# Interest group forums > Food Industry Forum > [Question] Staff Leave

## AmithS

Hello All,

Just a question, how do you handle leave in the following situation,

Staff constantly asking for leave to either visit sick or attend funerals of aunts, uncles, cousins etc... (and this is a few staff every month - not a once every 3 or 6 months)

To my knowledge and thoughts you would only be obliged to give leave if it is a Parent, Sibling or own child (immediate family)?

All thoughts welcome!

----------


## Slippy

I think for immediate family it qualifies as compassionate leave, otherwise employee can choose between unpaid or annual leave?

----------


## tasch_a

As far as I remember, they get 4 days a year for compassionate leave. It has to be for immediate family (as in kid, spouse) and is generally reseverved for a death or sickness. After that, it's a case of unpaid or annual leave.

----------


## AmithS

That is correct, compassionate leave is for immediate family and it is 3 days a year.

For other family or events it is either unpaid or annual, however the question is am I obliged to approve the unpaid or annual leave for these deaths of non immediate family members! (as mentioned this is an ongoing leave request and most of the time it is not for actual funerals etc... it is rather job interviews etc...)

----------


## Dave A

I tend to give people with troublesome attendance records rather nominal pay increments when it comes to pay increase time.

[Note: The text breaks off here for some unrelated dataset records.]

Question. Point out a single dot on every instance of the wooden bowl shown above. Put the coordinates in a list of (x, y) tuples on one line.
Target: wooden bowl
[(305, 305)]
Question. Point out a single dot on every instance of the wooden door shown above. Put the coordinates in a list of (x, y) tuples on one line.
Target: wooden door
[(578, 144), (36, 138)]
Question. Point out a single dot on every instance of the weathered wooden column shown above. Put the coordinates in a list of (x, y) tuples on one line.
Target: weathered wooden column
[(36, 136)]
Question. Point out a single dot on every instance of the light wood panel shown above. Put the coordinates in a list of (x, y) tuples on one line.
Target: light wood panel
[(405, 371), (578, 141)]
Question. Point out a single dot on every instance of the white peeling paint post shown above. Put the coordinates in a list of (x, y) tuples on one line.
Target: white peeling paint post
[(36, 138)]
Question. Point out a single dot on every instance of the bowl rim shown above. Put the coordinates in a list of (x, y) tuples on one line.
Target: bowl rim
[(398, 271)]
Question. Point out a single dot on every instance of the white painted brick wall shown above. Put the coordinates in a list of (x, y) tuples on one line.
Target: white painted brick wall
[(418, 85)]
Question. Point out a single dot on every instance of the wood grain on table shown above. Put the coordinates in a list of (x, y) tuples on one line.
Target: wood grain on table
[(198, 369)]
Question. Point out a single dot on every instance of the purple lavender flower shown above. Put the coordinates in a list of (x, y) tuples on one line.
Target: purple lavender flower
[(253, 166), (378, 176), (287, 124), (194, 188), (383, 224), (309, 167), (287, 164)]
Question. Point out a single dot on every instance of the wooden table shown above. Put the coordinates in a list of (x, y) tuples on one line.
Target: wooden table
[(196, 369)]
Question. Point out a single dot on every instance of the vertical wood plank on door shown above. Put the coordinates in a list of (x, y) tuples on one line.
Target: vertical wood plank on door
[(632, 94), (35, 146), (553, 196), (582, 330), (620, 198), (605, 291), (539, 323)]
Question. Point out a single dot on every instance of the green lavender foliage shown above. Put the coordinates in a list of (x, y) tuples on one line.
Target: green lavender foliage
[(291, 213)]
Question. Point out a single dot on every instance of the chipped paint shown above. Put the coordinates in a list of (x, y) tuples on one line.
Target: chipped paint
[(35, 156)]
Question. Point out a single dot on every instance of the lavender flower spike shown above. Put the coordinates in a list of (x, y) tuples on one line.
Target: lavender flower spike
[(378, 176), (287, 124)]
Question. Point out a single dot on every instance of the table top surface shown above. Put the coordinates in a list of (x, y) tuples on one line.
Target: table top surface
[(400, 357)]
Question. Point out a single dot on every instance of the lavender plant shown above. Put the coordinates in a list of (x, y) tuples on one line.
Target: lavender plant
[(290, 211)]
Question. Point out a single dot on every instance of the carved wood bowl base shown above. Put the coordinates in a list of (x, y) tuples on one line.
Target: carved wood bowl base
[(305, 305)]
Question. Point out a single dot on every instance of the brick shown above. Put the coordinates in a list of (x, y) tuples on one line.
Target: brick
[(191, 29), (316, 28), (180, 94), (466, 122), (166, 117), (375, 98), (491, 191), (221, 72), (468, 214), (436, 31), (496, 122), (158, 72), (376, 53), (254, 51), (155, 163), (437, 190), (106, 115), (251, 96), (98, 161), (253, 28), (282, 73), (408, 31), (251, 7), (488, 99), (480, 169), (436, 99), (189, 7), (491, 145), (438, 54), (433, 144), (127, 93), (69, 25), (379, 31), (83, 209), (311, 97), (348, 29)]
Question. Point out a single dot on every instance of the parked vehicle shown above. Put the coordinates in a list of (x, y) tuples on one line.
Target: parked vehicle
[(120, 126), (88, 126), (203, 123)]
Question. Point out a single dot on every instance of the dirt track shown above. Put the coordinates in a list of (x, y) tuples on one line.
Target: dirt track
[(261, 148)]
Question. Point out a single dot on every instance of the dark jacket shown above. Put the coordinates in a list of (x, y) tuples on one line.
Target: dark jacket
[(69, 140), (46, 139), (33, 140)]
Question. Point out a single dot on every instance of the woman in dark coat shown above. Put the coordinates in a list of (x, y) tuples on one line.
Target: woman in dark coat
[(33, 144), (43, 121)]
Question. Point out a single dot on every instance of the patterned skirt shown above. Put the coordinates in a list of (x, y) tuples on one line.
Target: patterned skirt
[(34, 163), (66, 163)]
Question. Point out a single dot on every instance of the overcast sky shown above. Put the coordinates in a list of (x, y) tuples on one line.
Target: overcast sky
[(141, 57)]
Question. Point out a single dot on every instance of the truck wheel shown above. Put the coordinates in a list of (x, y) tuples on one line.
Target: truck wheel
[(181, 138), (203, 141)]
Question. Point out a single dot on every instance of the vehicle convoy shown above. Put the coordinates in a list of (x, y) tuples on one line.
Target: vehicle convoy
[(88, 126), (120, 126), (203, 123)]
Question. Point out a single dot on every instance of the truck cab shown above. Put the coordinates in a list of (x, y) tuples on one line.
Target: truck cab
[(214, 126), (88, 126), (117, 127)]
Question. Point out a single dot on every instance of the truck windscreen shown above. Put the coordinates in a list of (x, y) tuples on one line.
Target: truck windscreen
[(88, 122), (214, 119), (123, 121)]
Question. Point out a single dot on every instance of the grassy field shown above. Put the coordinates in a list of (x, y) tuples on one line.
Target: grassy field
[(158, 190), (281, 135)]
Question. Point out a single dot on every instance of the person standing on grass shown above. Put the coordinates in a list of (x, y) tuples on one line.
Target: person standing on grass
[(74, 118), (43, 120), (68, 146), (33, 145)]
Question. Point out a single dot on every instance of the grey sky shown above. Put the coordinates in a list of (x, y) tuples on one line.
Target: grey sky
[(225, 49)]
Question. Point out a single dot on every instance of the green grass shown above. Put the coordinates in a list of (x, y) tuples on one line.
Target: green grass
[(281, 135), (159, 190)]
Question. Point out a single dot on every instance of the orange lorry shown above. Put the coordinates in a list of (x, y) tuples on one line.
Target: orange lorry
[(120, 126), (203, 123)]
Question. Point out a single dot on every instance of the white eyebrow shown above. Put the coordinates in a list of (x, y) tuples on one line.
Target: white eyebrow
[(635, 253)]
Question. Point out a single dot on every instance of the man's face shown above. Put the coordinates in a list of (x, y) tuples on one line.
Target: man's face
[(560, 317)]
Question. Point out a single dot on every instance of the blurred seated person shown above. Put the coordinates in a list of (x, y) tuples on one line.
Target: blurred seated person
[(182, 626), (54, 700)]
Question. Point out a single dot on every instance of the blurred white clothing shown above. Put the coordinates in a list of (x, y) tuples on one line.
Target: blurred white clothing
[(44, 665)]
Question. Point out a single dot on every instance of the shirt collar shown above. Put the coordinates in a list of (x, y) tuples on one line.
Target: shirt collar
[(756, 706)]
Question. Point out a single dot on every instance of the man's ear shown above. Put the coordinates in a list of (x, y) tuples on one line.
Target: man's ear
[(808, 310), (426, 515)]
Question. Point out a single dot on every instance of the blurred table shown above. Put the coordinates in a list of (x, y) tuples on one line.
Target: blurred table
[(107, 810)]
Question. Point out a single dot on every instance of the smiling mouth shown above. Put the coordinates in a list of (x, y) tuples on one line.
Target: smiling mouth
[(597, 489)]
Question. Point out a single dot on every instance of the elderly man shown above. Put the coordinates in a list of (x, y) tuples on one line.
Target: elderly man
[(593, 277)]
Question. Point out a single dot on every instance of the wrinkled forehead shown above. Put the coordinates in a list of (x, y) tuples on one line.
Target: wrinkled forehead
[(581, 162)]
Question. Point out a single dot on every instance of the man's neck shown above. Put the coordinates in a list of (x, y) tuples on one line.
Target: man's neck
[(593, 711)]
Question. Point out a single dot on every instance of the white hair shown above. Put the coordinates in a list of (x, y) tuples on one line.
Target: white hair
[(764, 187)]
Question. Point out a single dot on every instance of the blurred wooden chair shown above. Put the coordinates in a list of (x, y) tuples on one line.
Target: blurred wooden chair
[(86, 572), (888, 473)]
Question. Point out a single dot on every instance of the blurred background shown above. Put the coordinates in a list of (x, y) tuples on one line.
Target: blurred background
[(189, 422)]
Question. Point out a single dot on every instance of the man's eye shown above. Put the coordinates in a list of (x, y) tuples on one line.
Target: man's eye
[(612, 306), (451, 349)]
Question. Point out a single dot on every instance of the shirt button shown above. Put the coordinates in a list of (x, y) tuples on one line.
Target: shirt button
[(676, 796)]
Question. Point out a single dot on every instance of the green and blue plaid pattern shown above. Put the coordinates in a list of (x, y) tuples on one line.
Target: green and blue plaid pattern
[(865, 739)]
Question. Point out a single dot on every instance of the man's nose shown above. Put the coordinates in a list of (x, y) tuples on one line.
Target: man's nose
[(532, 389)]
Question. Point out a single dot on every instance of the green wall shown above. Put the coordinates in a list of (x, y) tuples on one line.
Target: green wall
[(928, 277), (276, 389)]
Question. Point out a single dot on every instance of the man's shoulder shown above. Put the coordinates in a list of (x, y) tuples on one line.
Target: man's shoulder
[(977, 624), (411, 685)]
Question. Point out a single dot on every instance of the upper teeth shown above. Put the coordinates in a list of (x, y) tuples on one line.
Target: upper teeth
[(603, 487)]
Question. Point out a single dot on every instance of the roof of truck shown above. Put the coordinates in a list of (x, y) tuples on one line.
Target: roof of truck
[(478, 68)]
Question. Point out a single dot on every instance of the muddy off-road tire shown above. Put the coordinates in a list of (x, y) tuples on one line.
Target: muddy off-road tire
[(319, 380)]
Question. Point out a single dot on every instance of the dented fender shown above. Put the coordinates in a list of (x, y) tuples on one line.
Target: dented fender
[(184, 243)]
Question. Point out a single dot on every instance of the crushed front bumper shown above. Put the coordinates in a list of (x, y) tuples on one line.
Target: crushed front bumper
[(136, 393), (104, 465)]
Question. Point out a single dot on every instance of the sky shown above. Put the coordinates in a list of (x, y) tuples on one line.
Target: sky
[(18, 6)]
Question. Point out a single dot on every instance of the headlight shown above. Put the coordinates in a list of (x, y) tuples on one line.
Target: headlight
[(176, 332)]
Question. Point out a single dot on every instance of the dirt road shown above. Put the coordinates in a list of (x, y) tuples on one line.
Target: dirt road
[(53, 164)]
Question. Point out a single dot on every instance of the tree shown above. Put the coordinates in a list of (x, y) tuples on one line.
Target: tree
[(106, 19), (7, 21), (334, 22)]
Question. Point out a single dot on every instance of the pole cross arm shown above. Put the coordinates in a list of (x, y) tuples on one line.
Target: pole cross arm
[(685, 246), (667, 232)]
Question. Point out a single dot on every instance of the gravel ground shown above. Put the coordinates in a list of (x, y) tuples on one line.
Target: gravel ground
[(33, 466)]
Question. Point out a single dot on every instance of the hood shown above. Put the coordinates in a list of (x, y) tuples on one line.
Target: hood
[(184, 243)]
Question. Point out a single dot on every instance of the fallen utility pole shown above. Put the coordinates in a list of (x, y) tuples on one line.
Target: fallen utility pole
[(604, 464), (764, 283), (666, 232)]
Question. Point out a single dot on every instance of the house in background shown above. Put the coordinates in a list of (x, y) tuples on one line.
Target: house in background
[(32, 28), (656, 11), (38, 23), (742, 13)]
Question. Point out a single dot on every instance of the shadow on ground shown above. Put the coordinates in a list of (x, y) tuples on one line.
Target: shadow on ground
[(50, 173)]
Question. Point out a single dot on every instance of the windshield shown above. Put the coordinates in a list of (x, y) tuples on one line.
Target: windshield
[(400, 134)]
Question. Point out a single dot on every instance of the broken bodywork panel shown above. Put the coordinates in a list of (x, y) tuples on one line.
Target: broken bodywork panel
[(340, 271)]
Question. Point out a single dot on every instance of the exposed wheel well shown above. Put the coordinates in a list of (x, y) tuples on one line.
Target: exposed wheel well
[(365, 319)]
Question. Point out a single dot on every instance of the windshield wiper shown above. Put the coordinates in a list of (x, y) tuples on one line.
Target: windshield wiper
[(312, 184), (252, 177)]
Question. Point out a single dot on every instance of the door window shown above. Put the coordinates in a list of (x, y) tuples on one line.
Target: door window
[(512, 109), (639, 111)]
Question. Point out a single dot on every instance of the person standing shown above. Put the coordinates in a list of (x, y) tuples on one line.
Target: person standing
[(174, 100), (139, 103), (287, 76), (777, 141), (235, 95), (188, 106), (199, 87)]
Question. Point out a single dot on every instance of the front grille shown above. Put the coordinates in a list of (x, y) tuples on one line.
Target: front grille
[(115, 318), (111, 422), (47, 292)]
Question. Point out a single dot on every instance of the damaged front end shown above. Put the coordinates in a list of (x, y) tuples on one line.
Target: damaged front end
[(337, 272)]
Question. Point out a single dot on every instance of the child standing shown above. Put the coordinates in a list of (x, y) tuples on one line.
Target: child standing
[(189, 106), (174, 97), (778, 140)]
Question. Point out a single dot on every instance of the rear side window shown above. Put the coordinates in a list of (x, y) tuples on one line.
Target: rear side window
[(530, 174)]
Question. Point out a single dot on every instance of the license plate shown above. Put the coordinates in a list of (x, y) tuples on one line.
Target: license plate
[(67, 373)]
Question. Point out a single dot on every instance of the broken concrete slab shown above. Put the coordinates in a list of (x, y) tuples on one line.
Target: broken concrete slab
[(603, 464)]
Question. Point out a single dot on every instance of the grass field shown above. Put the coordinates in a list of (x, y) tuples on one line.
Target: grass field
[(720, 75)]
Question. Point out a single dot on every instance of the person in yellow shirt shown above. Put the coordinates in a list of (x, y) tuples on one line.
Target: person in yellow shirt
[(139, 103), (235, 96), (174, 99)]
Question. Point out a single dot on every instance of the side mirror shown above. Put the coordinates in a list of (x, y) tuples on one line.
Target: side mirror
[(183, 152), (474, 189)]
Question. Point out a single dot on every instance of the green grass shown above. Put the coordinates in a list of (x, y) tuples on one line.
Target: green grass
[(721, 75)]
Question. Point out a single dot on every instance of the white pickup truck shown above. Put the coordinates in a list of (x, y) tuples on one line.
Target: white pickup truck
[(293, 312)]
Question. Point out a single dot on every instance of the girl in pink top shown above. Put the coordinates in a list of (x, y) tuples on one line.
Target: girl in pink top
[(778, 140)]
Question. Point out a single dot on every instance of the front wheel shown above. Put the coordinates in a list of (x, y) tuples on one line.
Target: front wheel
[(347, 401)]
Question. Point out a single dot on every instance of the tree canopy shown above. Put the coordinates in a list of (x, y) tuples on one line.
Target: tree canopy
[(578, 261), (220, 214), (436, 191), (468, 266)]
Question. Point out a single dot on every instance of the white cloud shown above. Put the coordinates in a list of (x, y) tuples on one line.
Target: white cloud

And glowing referrals if someone happens to ask how good an employee they are.

 :Devil2:

----------

roryf (31-Oct-11)

----------


## AndyD

> ...And glowing referrals if someone happens to ask how good an employee they are.


Aw Dave, you're all heart.  :Smile:

----------


## Maryna82

It can form part of Contingency leave, which can include leave for being a witness in a court of law, family responsibility (Birth of a child, Illness of a child, Death of a relative), transfer to a new work place, etc.
The amount of days should be stipulated in the Conditions of Service.
It stays the discression of the Supervisor/manager to approve the leave. If there is any valid reason that you should deny the requested leave, you must have proof that will strengthen your case. Also seek legal advice (IR or union representative), just to cover all your bases.

----------


## Dave A

> It stays the discression of the Supervisor/manager to approve the leave.


I'm nervous as heck about discretionary paid. I don't know how many times I've had to listen to obscure arguments around precedent when sitting as an independant chair of a disciplinary. Someone uses their discretion in a particular way and next thing you know it's being forced as company policy...

----------

AndyD (21-Dec-11)

----------


## nkawit

> I tend to give people with troublesome attendance records rather nominal pay increments when it comes to pay increase time.


I'd rephrase that for my case "I tend to give people who are troublesome rather nominal pay increments when it comes to pay increase time".

All our leave is to the book, have a leave register and electronic calendar with shifts and leave records, if an employee wants to blow all the leave in the first 3 weeks of the year, sure!!! but then you take unpaid leave after that.

I have at least 2 staff that can do anything at any one time in various degrees, I reject leave by company policy if both try take off the same time as it would impact business.

For anything other than standard leave, we request evidence.

----------

Dave A (21-Dec-11)

----------


## Missnancyalex

You should discuss it with your staff before recruiting them. Told them the pay off criteria if they agree then hire them or else…..

----------